Bug 793844 (JBEPP-918)

Summary: Secured content not available through CMSPreviewServlet if LDAP is used
Product: [JBoss] JBoss Enterprise Portal Platform 4 Reporter: Martin Weiler <mweiler>
Component: PortalAssignee: Thomas Heute <theute>
Status: CLOSED NEXTRELEASE QA Contact:
Severity: high Docs Contact:
Priority: high    
Version: 4.3.0.GA_CP6CC: epp-bugs
Target Milestone: ---   
Target Release: 4.3.0.GA_CP7   
Hardware: Unspecified   
OS: Unspecified   
URL: http://jira.jboss.org/jira/browse/JBEPP-918
Whiteboard:
Fixed In Version: Doc Type: Bug Fix
Doc Text:
Story Points: ---
Clone Of: Environment:
EPP 4.3_CP06 configured with LDAP
Last Closed: 2011-09-08 09:13:06 UTC Type: Bug
Regression: --- Mount Type: ---
Documentation: --- CRM:
Verified Versions: Category: ---
oVirt Team: --- RHEL 7.3 requirements from Atomic Host:
Cloudforms Team: --- Target Upstream Version:
Attachments:
Description Flags
JBEPP-918.patch none

Description Martin Weiler 2011-05-05 11:20:26 UTC 
Help Desk Ticket Reference: https://na7.salesforce.com/500A0000007Agau
project_key: JBEPP

The following test for the CMSPreviewServlet uses the following URL: 

http://localhost:8080/portal-cms/cmspreview?v=1.0&l=en&p=/default/images/epp4.3.gif. 

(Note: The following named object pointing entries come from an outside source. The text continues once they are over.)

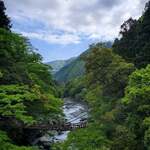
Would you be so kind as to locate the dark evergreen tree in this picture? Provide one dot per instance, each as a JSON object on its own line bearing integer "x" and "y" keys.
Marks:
{"x": 4, "y": 19}
{"x": 134, "y": 44}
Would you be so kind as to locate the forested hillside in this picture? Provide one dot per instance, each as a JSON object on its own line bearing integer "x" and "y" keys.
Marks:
{"x": 58, "y": 64}
{"x": 28, "y": 94}
{"x": 114, "y": 82}
{"x": 75, "y": 68}
{"x": 116, "y": 86}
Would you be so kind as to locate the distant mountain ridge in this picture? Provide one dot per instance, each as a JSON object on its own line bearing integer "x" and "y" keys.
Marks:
{"x": 74, "y": 68}
{"x": 58, "y": 64}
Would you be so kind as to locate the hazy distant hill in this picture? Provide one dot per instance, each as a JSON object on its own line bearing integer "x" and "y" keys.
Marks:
{"x": 58, "y": 64}
{"x": 75, "y": 68}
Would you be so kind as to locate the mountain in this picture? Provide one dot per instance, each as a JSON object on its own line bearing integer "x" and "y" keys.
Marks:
{"x": 58, "y": 64}
{"x": 76, "y": 67}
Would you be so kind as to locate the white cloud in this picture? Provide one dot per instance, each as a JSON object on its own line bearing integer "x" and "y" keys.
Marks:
{"x": 53, "y": 38}
{"x": 95, "y": 19}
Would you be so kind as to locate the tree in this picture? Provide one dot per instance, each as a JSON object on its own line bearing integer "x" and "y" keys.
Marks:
{"x": 4, "y": 19}
{"x": 134, "y": 42}
{"x": 137, "y": 106}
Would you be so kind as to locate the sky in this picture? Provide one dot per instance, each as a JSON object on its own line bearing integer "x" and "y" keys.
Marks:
{"x": 61, "y": 29}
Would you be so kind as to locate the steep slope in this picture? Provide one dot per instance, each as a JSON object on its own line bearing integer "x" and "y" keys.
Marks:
{"x": 75, "y": 68}
{"x": 58, "y": 64}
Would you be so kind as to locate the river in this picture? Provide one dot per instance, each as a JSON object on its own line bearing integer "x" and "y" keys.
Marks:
{"x": 74, "y": 112}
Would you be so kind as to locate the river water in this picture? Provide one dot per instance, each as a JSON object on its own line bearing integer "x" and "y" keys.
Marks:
{"x": 74, "y": 112}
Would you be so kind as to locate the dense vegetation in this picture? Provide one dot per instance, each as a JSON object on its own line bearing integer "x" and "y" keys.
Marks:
{"x": 135, "y": 40}
{"x": 28, "y": 94}
{"x": 75, "y": 68}
{"x": 115, "y": 83}
{"x": 116, "y": 86}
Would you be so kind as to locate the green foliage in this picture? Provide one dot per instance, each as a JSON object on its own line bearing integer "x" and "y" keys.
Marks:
{"x": 4, "y": 19}
{"x": 72, "y": 70}
{"x": 109, "y": 70}
{"x": 137, "y": 104}
{"x": 27, "y": 91}
{"x": 135, "y": 41}
{"x": 76, "y": 88}
{"x": 6, "y": 143}
{"x": 12, "y": 102}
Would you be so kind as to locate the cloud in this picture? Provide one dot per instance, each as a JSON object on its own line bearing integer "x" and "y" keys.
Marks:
{"x": 63, "y": 39}
{"x": 68, "y": 21}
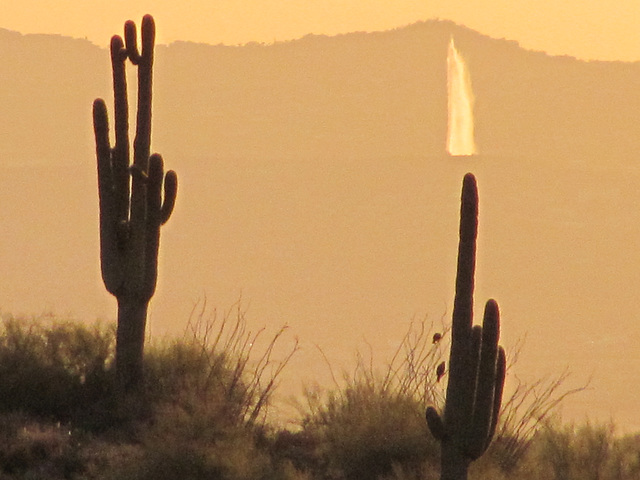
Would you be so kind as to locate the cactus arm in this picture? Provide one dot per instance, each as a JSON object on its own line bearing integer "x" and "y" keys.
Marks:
{"x": 170, "y": 191}
{"x": 110, "y": 255}
{"x": 476, "y": 362}
{"x": 120, "y": 158}
{"x": 501, "y": 371}
{"x": 486, "y": 384}
{"x": 132, "y": 203}
{"x": 144, "y": 61}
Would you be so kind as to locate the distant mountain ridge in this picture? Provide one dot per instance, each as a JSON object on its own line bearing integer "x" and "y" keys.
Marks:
{"x": 313, "y": 181}
{"x": 377, "y": 94}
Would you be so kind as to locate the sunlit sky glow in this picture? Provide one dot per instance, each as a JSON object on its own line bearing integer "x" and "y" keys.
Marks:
{"x": 588, "y": 29}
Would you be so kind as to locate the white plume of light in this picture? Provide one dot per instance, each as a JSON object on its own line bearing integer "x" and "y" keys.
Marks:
{"x": 460, "y": 135}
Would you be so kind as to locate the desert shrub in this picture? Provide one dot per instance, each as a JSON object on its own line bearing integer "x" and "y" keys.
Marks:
{"x": 37, "y": 450}
{"x": 53, "y": 370}
{"x": 373, "y": 426}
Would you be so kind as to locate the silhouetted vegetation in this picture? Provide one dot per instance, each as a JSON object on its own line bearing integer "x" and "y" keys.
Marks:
{"x": 477, "y": 364}
{"x": 203, "y": 412}
{"x": 132, "y": 207}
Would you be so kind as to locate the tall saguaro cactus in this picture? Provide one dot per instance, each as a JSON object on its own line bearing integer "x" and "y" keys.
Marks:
{"x": 132, "y": 207}
{"x": 476, "y": 363}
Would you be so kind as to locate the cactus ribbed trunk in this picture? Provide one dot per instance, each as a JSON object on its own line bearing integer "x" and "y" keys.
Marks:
{"x": 476, "y": 364}
{"x": 454, "y": 464}
{"x": 132, "y": 319}
{"x": 136, "y": 198}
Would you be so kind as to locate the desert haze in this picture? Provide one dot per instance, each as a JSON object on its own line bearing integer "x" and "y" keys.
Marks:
{"x": 314, "y": 184}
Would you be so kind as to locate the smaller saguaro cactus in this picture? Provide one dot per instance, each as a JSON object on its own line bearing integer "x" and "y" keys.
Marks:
{"x": 476, "y": 363}
{"x": 132, "y": 207}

1) Without login, access the URL directly, working. 
2) Login as the super user, navigate to the content, and click version 1.0 to view the content, working. 
3) Login as another user "devadmin", navigate to the content, and click version 1.0 to view the content, NOT working. 
4) Assign read permission to the "CustomAdminRole" role on epp4.3.gif ("devadmin" user belongs to this role), and then try to preview again, NOT working. 
5) Assign read permission to the "devadmin" user directly on epp4.3.gif file, and then try to preview again, working. 

The problem is that when the call is coming from the CMSPreviewServlet, the following call in org.jboss.portal.cms.security.AuthorizationProviderImpl#getCurrentRoles() returns null:

Subject subject = (Subject)PolicyContext.getContext("javax.security.auth.Subject.container");

This is the JIRA that caused the change: https://issues.jboss.org/browse/JBPORTAL-1990
and this is the corresponding changeset: http://fisheye.jboss.org/changelog/Portal/?cs=10633

In order to fix this problem, I'd suggest having a fall back mechanism in place that uses the membershipModule.
Comment 1 Martin Weiler 2011-05-05 11:45:07 UTC 
Attaching a patch proposal.
Comment 2 Martin Weiler 2011-05-05 11:45:07 UTC 
Attachment: Added: JBEPP-918.patch
Comment 3 Scott Mumford 2011-07-12 05:59:37 UTC 
Release Notes Docs Status: Added: Not Yet Documented
Comment 4 Jared MORGAN 2012-01-23 04:06:21 UTC 
Release Notes Docs Status: Removed: Not Yet Documented Added: Documented as Resolved Issue
Release Notes Text: Added: A bug in the org.jboss.portal.cms.security.AuthorizationProviderImpl#getCurrentRoles() call was incorrectly returning null. Users authenticated using LDAP were not seeing content that should have been available to them through the CMSPreviewServlet. The fix implements a fallback mechanism that uses the membershipModule to correctly authenticate users.